While the desirability of controlling the sale, distribution, and use of beer, wine and spirits is nearly universal, the system through which this control is accomplished is not. Religious, political, social, historical and cultural values have all played a part in determining how the world's governments structure the system.
In the United States, the system since 1934 has been determined by the individual states. In 1934, the 21st Amendment to the U.S. Constitution ended this country's "noble experiment", Prohibition. With passage of the 21st Amendment, the states were given responsibility for controlling the sale, distribution, transportation and use of beer, wine and spirits.
The 21st Amendment to the U.S. Constitution states: "The transportation or importation into any State, Territory, or possession of the United States for delivery or use therein of intoxicating liquors, in violation of the laws thereof, is hereby prohibited."
While the systems developed by the individual states were not identical, similar or general provisions can be found in the laws of most states. One of these provisions was the implementation of a "three-tiered" distribution system; that is, a system which establishes three distinct and independent tiers for the distribution of alcoholic beverages - a manufacturer or supplier tier (producers and importers), a wholesaler tier, and a retailer tier.
Many of the "evils" which led to the imposition of Prohibition were believed to be related to the manufacturer's vertical control of the alcoholic beverage distribution system - control over price, control over promotions, and undue influence in the political process, especially at the state and local levels. By enacting laws which insured that people in one of the three remained free from control by those in any of the other two tiers, the states hoped to prevent a return to the "good old days" of the pre-prohibition period.

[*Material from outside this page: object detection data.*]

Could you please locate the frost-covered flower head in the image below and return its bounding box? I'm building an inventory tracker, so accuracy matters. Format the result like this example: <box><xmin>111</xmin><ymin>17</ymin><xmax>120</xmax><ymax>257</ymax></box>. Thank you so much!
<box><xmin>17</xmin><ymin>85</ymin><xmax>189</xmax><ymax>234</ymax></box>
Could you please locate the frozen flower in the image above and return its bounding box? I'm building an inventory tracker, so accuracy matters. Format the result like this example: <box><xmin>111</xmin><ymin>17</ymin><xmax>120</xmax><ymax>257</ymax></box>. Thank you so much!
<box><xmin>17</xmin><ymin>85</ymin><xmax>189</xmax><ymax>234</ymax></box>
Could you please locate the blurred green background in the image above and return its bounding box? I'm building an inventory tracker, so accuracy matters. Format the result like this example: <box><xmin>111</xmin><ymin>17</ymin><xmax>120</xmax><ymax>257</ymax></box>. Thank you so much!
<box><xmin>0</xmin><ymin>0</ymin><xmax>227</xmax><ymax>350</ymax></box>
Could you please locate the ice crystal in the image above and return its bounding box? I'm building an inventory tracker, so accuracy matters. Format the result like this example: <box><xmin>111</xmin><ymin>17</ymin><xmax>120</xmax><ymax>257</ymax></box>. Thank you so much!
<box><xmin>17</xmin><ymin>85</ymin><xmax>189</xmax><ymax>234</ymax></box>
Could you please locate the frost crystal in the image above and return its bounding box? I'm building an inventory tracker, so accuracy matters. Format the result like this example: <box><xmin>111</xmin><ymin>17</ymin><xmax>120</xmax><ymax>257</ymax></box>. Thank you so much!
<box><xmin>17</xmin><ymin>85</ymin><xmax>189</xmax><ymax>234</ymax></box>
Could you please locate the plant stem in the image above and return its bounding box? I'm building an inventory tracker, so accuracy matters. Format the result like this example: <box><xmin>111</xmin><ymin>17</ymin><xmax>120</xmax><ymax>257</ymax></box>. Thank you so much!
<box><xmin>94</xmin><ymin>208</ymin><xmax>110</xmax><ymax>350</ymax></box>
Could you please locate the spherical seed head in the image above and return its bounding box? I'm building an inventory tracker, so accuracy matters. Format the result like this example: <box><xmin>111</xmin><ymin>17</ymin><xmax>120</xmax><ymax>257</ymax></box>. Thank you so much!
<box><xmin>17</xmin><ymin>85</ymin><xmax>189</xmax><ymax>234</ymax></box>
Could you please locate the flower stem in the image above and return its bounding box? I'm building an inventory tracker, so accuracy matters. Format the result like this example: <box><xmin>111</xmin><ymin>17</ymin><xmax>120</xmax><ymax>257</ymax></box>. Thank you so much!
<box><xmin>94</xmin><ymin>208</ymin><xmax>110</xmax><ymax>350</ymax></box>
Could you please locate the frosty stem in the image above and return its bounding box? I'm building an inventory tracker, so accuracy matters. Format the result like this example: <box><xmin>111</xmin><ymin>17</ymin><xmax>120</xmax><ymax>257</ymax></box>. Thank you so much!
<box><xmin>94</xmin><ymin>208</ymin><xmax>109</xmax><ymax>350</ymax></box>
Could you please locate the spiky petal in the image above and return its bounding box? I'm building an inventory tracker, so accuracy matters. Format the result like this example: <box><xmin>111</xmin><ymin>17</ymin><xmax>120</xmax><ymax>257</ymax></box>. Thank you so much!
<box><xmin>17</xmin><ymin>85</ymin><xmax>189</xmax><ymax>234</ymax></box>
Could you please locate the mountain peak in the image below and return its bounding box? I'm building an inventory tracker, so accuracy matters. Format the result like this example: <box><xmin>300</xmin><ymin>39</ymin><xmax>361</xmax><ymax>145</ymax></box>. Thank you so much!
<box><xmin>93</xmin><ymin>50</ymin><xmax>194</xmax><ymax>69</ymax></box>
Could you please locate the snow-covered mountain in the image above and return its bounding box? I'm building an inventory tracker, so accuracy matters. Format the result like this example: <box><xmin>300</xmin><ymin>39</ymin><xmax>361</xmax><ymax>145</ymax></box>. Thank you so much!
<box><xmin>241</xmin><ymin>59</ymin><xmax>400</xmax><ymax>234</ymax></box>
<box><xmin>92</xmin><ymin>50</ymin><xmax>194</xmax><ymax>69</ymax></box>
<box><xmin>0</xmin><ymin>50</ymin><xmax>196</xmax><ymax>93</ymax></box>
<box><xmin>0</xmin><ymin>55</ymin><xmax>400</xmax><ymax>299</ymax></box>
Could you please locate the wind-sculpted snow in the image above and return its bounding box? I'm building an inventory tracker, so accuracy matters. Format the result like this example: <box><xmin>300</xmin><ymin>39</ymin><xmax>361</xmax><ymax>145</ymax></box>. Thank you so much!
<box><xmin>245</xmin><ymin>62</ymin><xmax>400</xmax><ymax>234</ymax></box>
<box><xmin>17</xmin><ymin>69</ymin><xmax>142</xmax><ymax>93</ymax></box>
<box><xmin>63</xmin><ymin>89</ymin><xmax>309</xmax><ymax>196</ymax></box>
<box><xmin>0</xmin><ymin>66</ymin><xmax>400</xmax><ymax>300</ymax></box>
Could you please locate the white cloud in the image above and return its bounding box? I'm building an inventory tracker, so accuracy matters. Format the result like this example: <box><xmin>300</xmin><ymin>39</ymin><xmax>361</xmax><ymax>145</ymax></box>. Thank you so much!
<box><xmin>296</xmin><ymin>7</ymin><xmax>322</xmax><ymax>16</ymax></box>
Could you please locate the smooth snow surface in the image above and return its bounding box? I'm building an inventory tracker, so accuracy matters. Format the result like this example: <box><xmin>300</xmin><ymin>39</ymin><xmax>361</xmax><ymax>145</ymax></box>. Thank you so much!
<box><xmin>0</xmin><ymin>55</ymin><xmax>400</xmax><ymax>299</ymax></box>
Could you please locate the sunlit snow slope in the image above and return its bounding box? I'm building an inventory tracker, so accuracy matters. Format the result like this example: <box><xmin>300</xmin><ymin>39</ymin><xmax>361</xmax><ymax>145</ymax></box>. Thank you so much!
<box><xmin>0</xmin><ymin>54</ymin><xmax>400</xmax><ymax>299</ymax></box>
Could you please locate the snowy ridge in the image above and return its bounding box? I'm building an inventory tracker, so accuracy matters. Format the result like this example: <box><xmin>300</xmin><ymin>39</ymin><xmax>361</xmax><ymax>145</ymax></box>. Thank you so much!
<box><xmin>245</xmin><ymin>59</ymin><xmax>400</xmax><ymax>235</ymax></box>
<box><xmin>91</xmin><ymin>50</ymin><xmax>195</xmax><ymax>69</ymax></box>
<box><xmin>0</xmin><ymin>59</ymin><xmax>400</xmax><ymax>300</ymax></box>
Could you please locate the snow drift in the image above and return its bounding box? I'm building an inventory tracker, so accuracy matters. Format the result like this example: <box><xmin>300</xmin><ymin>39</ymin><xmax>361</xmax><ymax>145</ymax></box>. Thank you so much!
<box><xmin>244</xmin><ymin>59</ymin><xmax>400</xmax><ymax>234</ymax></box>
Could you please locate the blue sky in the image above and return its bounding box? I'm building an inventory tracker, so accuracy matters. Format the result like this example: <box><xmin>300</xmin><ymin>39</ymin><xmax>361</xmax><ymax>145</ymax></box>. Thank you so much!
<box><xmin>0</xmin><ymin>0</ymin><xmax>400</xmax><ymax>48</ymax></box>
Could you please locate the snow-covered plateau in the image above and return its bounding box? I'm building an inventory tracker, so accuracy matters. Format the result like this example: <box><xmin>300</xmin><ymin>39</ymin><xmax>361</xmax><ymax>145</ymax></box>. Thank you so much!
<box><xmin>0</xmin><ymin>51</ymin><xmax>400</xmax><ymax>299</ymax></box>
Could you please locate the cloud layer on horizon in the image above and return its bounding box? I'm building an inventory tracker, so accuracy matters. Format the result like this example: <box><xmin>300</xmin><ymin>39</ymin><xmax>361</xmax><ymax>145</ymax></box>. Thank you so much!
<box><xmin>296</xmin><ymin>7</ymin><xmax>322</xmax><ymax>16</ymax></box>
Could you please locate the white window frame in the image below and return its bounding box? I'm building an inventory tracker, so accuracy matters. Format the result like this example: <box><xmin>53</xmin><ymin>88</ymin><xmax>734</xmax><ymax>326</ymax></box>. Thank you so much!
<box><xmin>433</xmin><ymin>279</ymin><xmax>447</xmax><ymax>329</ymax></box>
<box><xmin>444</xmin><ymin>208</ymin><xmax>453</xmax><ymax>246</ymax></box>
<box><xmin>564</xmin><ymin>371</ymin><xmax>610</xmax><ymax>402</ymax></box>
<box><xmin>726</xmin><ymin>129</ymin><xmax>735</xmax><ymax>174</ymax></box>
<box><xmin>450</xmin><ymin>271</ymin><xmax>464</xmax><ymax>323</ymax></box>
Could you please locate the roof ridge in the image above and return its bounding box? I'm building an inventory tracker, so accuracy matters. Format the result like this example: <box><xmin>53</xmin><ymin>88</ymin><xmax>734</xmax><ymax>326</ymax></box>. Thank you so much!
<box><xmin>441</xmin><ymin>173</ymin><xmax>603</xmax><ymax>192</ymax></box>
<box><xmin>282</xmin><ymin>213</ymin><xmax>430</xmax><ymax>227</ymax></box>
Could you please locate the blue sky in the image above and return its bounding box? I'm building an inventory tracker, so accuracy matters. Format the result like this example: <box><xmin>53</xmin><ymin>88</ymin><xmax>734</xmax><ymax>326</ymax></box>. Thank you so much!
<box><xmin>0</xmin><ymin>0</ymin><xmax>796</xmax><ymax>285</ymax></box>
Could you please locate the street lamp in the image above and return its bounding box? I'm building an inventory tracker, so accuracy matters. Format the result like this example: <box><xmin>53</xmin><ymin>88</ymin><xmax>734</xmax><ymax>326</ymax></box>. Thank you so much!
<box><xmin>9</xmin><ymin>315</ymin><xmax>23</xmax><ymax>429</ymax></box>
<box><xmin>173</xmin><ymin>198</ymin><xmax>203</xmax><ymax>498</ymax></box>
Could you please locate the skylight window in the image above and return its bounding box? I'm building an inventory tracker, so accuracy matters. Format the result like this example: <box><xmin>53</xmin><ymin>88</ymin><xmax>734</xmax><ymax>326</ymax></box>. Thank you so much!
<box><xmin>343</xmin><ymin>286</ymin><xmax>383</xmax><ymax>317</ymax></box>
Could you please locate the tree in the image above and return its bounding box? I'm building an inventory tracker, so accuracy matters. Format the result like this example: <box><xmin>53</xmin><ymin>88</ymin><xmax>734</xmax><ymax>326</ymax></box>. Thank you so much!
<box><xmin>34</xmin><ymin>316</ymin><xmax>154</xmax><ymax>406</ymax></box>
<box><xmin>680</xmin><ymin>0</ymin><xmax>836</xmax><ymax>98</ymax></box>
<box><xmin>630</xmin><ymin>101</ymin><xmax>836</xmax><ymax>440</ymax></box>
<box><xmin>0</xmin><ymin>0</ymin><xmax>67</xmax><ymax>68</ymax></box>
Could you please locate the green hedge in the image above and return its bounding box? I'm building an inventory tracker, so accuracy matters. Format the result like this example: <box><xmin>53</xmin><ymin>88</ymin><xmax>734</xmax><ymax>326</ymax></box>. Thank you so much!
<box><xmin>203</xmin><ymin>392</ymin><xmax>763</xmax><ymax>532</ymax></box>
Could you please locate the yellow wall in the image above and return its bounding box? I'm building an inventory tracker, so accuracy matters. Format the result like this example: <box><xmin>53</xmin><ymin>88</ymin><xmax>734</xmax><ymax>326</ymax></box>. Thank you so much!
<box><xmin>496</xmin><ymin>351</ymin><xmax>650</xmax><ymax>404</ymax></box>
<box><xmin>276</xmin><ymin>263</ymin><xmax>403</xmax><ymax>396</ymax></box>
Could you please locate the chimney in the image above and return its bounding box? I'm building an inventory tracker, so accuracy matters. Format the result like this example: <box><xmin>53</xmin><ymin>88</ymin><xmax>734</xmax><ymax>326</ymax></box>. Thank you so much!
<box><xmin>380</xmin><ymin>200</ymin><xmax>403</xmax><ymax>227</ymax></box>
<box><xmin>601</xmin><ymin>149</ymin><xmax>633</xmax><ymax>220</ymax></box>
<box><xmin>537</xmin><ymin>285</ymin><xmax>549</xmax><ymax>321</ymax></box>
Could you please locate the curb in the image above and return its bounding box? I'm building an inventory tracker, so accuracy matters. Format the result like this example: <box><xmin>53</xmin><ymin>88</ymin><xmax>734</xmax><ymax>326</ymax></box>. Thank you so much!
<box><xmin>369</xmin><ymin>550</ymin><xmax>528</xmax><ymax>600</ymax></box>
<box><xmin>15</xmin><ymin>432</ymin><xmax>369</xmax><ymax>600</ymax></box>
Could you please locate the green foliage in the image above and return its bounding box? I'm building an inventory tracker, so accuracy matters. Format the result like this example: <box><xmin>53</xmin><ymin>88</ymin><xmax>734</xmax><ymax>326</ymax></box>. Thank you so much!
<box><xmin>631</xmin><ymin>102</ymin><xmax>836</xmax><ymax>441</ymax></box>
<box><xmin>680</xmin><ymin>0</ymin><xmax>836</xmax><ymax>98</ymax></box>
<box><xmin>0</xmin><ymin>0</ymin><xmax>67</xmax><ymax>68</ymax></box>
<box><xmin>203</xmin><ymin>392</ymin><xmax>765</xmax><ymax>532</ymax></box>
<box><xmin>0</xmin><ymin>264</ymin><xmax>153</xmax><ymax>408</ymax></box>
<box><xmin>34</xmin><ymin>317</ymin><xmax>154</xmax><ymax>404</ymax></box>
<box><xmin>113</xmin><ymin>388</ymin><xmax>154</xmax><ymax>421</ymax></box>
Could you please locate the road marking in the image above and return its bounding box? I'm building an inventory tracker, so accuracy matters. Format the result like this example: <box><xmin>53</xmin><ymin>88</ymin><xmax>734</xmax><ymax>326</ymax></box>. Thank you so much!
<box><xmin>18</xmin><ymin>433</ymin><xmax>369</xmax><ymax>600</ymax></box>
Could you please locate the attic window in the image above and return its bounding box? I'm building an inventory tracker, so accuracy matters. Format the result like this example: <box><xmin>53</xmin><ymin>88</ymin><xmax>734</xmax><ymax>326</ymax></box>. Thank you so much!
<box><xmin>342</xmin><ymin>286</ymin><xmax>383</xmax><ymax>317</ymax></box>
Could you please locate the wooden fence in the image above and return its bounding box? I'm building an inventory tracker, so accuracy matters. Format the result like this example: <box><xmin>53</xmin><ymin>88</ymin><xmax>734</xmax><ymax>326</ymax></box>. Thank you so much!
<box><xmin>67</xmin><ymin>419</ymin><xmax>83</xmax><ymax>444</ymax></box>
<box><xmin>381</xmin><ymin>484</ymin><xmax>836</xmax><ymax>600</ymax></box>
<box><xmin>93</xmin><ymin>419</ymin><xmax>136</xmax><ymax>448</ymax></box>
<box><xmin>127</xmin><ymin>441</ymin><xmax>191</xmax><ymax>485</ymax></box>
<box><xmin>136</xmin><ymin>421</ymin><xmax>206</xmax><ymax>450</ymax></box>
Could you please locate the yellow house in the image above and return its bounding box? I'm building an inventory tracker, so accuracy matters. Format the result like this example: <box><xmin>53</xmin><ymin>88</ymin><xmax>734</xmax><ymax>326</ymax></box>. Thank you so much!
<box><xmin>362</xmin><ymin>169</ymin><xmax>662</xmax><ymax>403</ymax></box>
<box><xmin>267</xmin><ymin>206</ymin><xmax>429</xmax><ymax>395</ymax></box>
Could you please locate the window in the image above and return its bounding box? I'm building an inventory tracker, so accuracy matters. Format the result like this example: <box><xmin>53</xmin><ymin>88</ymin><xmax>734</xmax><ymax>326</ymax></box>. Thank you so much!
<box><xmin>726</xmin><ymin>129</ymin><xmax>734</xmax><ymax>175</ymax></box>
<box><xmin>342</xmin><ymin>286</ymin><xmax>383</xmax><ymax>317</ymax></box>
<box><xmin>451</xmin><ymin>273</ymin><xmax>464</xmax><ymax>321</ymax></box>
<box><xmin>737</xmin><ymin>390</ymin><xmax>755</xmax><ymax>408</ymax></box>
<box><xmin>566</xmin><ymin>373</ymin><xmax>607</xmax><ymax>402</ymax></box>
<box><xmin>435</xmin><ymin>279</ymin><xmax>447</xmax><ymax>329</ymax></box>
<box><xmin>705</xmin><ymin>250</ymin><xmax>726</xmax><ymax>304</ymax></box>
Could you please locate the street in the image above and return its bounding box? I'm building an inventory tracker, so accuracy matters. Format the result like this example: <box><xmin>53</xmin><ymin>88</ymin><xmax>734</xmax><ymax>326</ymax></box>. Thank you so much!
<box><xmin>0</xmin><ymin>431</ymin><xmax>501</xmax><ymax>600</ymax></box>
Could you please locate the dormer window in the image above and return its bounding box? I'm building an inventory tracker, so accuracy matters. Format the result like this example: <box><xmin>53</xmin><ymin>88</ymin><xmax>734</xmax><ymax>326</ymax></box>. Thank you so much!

Events which have taken place since 1934 have tended to confirm the wisdom of establishing a three-tiered distribution system. In both the supplier and retailer tiers, economic power and influence have tended to become concentrated in the hands of giant corporations.
The wholesaler tier, however, has remained a stronghold for small independent businesses and an effective counterbalance to domination of the industry by large companies in the supplier and retailer tiers. A strong independent wholesaling tier has helped insure that predatory practices have not occurred to the detriment of small suppliers, small retailers and ordinary citizens.